È possibile misurare il recovery?
Grazie ad un maggior riconoscimento del concetto di recovery nel trattamento della malattia mentale, si è dato via alla progettazione di diversi strumenti per valutare sia il recovery personale che l’orientamento in questa direzione dei servizi sanitari. Infatti, la necessità di orientare i servizi di salute mentale verso il recupero personale richiede l’utilizzo di misure che consentano di valutare sia il processo di recupero individuale degli utenti sia quanto un particolare programma, agenzia o sistema nel suo insieme sia efficace nel promuovere tale recupero (White, 2006).
In letteratura si trovano diverse review che hanno cercato di fare una rassegna dei principali strumenti utilizzati attualmente.

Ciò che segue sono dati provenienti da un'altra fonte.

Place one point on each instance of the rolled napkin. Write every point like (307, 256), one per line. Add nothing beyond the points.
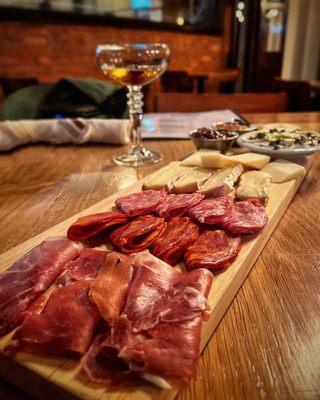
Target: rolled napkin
(61, 131)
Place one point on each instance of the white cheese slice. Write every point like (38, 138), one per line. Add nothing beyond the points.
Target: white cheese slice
(163, 178)
(254, 185)
(217, 160)
(221, 182)
(190, 182)
(195, 158)
(248, 160)
(283, 170)
(251, 160)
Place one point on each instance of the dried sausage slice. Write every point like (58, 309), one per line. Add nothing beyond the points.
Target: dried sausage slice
(178, 235)
(139, 234)
(213, 249)
(245, 217)
(141, 203)
(211, 211)
(176, 205)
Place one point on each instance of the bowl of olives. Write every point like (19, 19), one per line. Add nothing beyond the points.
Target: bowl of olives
(210, 138)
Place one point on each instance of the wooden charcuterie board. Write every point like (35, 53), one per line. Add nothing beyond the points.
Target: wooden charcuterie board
(49, 377)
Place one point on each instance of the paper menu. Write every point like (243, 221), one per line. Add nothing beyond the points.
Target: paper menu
(178, 125)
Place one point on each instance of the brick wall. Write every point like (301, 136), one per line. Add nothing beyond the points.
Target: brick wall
(52, 51)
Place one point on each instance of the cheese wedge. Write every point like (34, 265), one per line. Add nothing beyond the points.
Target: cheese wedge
(163, 178)
(283, 170)
(195, 158)
(248, 160)
(251, 160)
(221, 182)
(191, 181)
(254, 185)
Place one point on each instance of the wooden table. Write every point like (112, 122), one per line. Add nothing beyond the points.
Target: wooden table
(267, 346)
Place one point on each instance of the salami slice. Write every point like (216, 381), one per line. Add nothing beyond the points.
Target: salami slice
(213, 249)
(211, 211)
(245, 217)
(180, 232)
(141, 203)
(91, 226)
(176, 205)
(139, 234)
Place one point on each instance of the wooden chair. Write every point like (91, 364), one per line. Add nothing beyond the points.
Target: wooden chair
(298, 93)
(241, 102)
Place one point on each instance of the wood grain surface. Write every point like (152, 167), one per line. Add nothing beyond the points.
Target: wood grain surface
(267, 345)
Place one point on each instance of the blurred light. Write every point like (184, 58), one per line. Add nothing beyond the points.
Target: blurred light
(141, 4)
(272, 13)
(180, 21)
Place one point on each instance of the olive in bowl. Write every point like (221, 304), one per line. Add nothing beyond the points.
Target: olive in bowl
(206, 138)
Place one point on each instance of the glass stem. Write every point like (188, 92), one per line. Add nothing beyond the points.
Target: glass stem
(135, 104)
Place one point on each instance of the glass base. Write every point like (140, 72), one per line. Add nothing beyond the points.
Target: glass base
(138, 156)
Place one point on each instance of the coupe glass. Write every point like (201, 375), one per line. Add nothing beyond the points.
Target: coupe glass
(133, 66)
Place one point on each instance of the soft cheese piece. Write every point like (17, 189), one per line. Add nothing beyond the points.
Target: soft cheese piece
(221, 182)
(254, 185)
(163, 178)
(195, 158)
(251, 160)
(191, 181)
(217, 160)
(248, 160)
(283, 170)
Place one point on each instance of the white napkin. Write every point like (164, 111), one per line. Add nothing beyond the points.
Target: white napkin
(66, 130)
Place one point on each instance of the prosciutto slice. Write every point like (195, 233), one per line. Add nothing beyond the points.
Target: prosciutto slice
(179, 233)
(141, 203)
(213, 249)
(87, 265)
(110, 288)
(102, 365)
(245, 217)
(95, 225)
(159, 330)
(30, 276)
(66, 323)
(138, 235)
(211, 211)
(176, 205)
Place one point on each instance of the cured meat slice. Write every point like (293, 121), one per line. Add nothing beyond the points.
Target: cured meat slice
(159, 330)
(66, 323)
(245, 217)
(141, 203)
(213, 249)
(109, 289)
(175, 205)
(180, 232)
(211, 211)
(91, 226)
(158, 290)
(31, 275)
(138, 235)
(167, 350)
(102, 364)
(157, 333)
(87, 265)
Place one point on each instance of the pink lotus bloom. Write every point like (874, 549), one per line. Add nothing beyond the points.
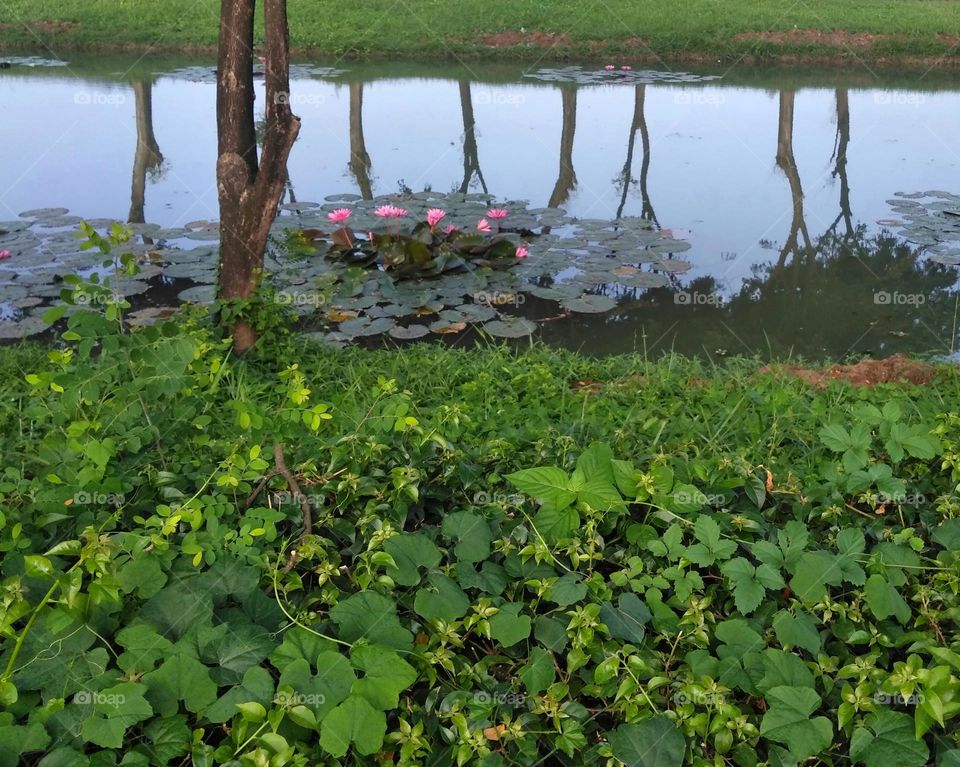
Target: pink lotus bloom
(390, 211)
(339, 215)
(434, 216)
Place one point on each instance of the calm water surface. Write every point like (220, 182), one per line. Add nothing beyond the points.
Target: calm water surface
(784, 185)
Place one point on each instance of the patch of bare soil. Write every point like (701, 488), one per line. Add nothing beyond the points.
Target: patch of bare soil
(898, 369)
(836, 38)
(511, 38)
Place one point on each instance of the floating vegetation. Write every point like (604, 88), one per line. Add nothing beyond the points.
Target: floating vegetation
(30, 61)
(450, 281)
(616, 75)
(930, 219)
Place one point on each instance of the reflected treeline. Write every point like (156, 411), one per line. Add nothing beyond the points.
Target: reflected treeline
(147, 157)
(638, 125)
(360, 163)
(855, 295)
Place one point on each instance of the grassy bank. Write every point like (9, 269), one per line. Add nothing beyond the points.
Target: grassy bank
(918, 31)
(512, 559)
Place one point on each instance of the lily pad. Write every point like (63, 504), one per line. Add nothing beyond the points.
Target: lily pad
(510, 327)
(410, 332)
(590, 304)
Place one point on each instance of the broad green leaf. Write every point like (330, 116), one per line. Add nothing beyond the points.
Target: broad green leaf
(509, 627)
(169, 738)
(441, 600)
(354, 722)
(539, 672)
(385, 676)
(712, 546)
(299, 644)
(815, 570)
(180, 678)
(372, 616)
(256, 687)
(547, 484)
(320, 692)
(884, 600)
(411, 551)
(653, 742)
(887, 740)
(628, 619)
(556, 524)
(568, 590)
(797, 629)
(116, 709)
(596, 462)
(789, 720)
(472, 533)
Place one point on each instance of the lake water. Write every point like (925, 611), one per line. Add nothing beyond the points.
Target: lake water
(815, 210)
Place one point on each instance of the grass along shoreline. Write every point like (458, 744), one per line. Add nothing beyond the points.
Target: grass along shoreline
(924, 33)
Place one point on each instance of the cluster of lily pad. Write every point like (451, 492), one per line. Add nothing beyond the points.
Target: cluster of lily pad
(930, 219)
(481, 279)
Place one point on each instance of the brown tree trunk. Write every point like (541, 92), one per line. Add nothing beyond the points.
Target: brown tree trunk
(360, 162)
(250, 190)
(567, 178)
(148, 156)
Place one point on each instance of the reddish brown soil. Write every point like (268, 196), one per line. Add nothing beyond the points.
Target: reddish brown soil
(834, 39)
(897, 369)
(511, 38)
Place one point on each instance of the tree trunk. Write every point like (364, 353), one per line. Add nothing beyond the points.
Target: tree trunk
(148, 156)
(360, 162)
(250, 190)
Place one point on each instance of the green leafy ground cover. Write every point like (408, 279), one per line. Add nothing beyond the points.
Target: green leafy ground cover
(672, 565)
(854, 30)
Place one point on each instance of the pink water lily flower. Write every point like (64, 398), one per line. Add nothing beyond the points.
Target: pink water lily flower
(390, 211)
(339, 215)
(435, 216)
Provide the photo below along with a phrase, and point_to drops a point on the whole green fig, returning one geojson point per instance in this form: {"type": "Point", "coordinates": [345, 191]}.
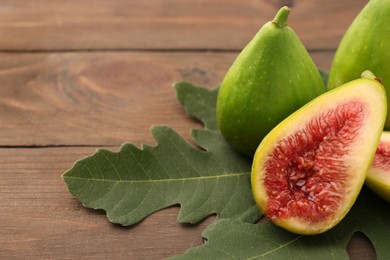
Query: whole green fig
{"type": "Point", "coordinates": [272, 77]}
{"type": "Point", "coordinates": [365, 46]}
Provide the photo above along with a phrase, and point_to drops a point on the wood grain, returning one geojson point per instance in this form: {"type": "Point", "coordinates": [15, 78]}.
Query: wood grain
{"type": "Point", "coordinates": [88, 74]}
{"type": "Point", "coordinates": [170, 24]}
{"type": "Point", "coordinates": [40, 220]}
{"type": "Point", "coordinates": [103, 98]}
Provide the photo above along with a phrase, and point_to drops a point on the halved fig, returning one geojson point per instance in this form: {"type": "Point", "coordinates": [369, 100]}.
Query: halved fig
{"type": "Point", "coordinates": [308, 171]}
{"type": "Point", "coordinates": [378, 177]}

Al riguardo, nonostante l’esistenza di definizioni comunemente accettate, la variabilità relativa alla concettualizzazione di un processo tanto soggettivo, complesso e multidimensionale come il recupero personale ostacola la creazione e selezione di misure oggettive per la sua valutazione. Inoltre, c’è una grande variabilità per quanto riguarda le dimensioni utilizzate dagli attuali strumenti valutativi.
Uno strumento ad oggi utilizzato per la maggiore è il RAS (Recovery Assessment Scale) che misura il recovery personale. I fattori psicologici indagati sono:
- Fiducia in sé stessi e speranza
- Disponibilità a chiedere aiuto
- Orientamento ad obiettivi ed al successo
- Fiducia negli altri
- Non sentirsi dominati dai sintomi
Il RKI (Recovery Knowledge Inventory) (Bedregal et al. 2006) valuta le attitudini e le conoscenze dei professionisti della salute mentale riguardo al recovery. Le aree valutate sono:
- Ruoli e responsabilità nel Recovery
- Non linearità del processo di Recovery
- I ruoli della autodefinizione e dei pari nel Recovery
- Aspettative rispetto al Recovery
Possiamo concludere evidenziando come sia necessario specificare, unificare e chiarire il concetto ed il modello di recovery. Questo è l’unico modo per raggiungere il consenso sui domini che lo compongono; ciò consentirà a sua volta di selezionare gli strumenti più appropriati per valutare tale concetto. Nello stesso modo, se gli elementi che contribuiscono al processo di recovery sono compresi e specificati, sarà possibile scegliere gli strumenti che servono per valutare i servizi di salute mentale e, quindi, sarà possibile migliorare il processo e l’approccio attuato nei confronti della persona.